Procalcitonin (PCT) plays a central role for successful antimicrobial stewardship programs. Originally considered a “sepsis biomarker”, PCT has evolved to aid in the de-escalation of antimicrobial therapy and help differentiate between bacterial versus non-bacterial infections.

The University of California (UC), Davis Health system implemented PCT in late-2014. Procalcitonin was found in our studies to correlate with sepsis severity and aid in predicting bacterial culture positive sepsis (OR 1.8, 95% CI 0.15 to 2.10, P = 0.007). Patients receiving appropriate antimicrobial therapy exhibited a statistically significant decrease in PCT by treatment day three, supporting the notion that the biomarker could be used for de-escalation.Based on case control data, adults (n = 200) receiving PCT directed de-escalation via an “ad hoc” algorithm reduced antimicrobial days by 28.2% over the first year and without any statistically significant increase in mortality/morbidity.

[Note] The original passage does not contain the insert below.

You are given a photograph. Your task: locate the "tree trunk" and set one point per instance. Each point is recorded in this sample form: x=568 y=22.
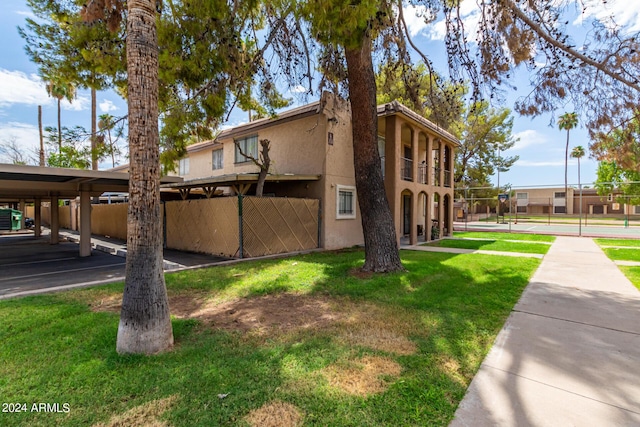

Special populations at UC Davis such as pediatric critical care and burn patients were also studied. Procalcitonin was found to have significantly better sensitivity and specificity versus C-reactive protein (CRP) and lactate for critically ill children. Severely burned patients presented with “baseline” PCT levels of 1.2 (0.8) ng/mL – suggesting burn-specific cut offs are needed for this population. In conclusion, PCT serves as a useful biomarker for antimicrobial de-escalation. Unique populations may merit altered PCT cut-offs. Implementation of a formal PCT algorithm for de-escalation is recommended to further decrease the duration of antimicrobial therapy.